Make no mistake: Covid-19 is a serious virus. Ultimately, however, the Covid-19 pandemic might not reach the scale of a typical global flu: the current global death toll is only about two-thirds of the average flu season (global deaths from Covid-19 are now about 312,000—the chart below is a few days old). In the U.S., the death toll is modestly higher than the average flu season, but that is largely attributable to the New York City metro area. Worldwide, Covid19 deaths are now about 30% of the toll of the Hong Kong flu in 1969-70, 28% of the Asian flu in 1957-58, and far less than 1% of the Spanish flu at the end of WW I. Neither the Hong Kong flu nor the Asian flu were dealt with via widespread non-prescription health interventions like the draconian lockdowns instituted this time. The damage to the economy has been massive and unjustifiable, and the effective moratorium on medical care for other serious conditions is inflicting a large toll of its own.

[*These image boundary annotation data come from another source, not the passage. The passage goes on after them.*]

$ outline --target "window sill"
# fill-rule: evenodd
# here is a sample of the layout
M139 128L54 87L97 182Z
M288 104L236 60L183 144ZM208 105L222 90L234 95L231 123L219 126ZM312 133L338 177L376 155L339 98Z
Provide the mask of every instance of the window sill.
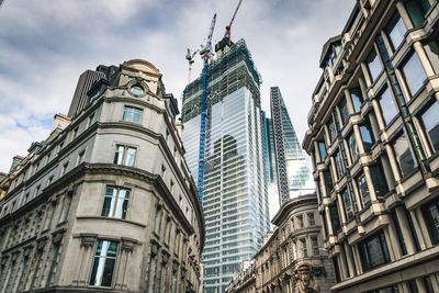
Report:
M113 222L122 222L122 223L126 223L126 224L132 224L132 225L136 225L136 226L140 226L143 228L146 227L146 225L138 223L138 222L134 222L134 221L128 221L128 219L124 219L124 218L117 218L117 217L104 217L104 216L77 216L77 219L99 219L99 221L113 221Z

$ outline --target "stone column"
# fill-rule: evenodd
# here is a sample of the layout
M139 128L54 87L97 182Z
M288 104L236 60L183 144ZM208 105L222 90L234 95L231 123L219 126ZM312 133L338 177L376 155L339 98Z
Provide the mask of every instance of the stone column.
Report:
M404 22L405 27L407 27L407 30L413 30L414 26L412 24L410 16L408 16L407 10L405 9L402 1L396 2L396 9L401 15L401 19Z
M399 223L401 232L403 234L404 238L404 244L407 249L408 255L413 255L416 252L416 246L415 241L413 239L412 233L410 233L410 226L408 223L408 219L406 217L406 213L404 212L404 206L397 206L395 209L396 212L396 218Z
M349 272L351 273L350 277L356 277L357 271L356 271L356 266L353 263L353 256L352 256L351 248L347 241L344 241L344 244L345 244L346 259L348 260Z
M423 65L426 75L429 77L435 76L435 70L432 69L430 60L428 59L427 54L425 53L420 42L415 42L413 44L413 47L419 56L420 64Z

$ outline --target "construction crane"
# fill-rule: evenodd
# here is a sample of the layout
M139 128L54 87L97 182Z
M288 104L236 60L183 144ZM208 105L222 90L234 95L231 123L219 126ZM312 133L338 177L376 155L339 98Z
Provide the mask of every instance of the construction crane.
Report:
M1 0L0 0L1 1ZM192 74L192 64L194 64L193 57L195 57L196 53L199 53L199 49L191 53L191 49L188 48L188 53L185 55L185 59L189 63L189 76L188 76L188 84L191 82L191 74Z
M238 9L240 7L240 3L243 3L243 0L239 0L238 5L235 9L235 13L232 16L230 23L226 26L226 33L224 34L224 38L232 40L232 32L230 32L232 31L232 24L235 21L236 13L238 13Z
M199 177L196 180L196 190L199 201L203 203L204 192L204 155L205 155L205 136L206 136L206 119L207 119L207 87L209 87L209 60L212 57L212 35L215 29L216 13L213 15L209 35L204 46L201 47L200 55L203 59L203 71L201 74L201 121L200 121L200 149L199 149Z

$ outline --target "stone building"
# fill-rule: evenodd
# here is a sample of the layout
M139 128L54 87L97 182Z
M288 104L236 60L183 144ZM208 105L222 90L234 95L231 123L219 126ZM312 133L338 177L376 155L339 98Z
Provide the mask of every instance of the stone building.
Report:
M316 194L285 201L254 263L237 272L227 293L330 292L335 275L325 252Z
M439 3L357 1L324 46L303 146L331 292L439 292Z
M204 224L177 101L148 61L99 71L78 84L83 109L56 115L1 180L0 292L200 292Z

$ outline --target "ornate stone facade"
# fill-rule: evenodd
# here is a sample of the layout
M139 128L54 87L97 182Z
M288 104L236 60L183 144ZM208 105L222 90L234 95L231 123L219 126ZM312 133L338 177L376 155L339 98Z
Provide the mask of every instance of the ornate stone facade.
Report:
M316 195L284 202L272 222L278 228L268 235L254 263L235 274L226 292L330 292L334 270L322 249Z
M98 70L83 109L1 181L0 292L200 292L177 101L148 61Z
M333 292L439 292L439 2L357 1L320 58L313 157Z

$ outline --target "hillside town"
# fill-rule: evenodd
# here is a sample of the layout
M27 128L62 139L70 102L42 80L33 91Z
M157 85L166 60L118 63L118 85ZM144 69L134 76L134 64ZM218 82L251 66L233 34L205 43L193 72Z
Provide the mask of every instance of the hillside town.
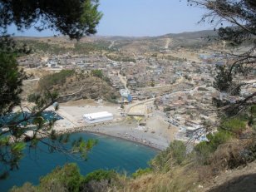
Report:
M243 87L240 96L229 96L213 86L215 66L225 63L224 55L197 50L187 53L193 55L187 58L176 57L176 53L167 46L150 54L134 54L127 62L115 61L107 54L35 53L20 57L18 62L27 71L75 70L89 74L99 70L120 95L116 101L122 110L114 116L140 116L138 126L145 131L150 131L148 121L160 119L169 125L167 129L176 130L173 139L205 140L204 125L216 121L213 98L234 103L255 91L255 71L249 74L246 81L252 83Z

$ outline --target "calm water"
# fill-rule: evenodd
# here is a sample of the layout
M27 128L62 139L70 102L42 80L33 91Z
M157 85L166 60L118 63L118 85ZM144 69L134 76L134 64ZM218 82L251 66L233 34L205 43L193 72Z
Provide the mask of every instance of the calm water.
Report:
M0 191L7 191L13 185L21 186L29 181L39 183L39 177L51 172L57 165L67 162L76 162L81 173L86 175L98 169L115 169L133 173L139 168L147 167L147 162L153 158L157 150L130 141L105 135L76 133L71 139L82 136L84 139L97 139L98 144L88 155L87 161L75 160L63 154L48 154L47 147L40 145L36 152L26 150L26 156L20 164L20 169L11 172L9 179L0 181Z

Again, we can identify distinct groups that are highly vulnerable to Covid-19: the aged and individuals with co-morbidities most common among the aged. A large share of the population is not susceptible, including children and the vast bulk of the work force. The sensible approach is to target vulnerable groups for protection while minimizing interference with the liberties of those capable of taking care of themselves, especially their freedom to weigh risks. Nevertheless, those facing low risks should continue to practice extra-good manners…. er, social distancing, to avoid subjecting others to undue risk. Don’t be a close talker, don’t go out if you feel at all out of sorts, and cover your sneezes!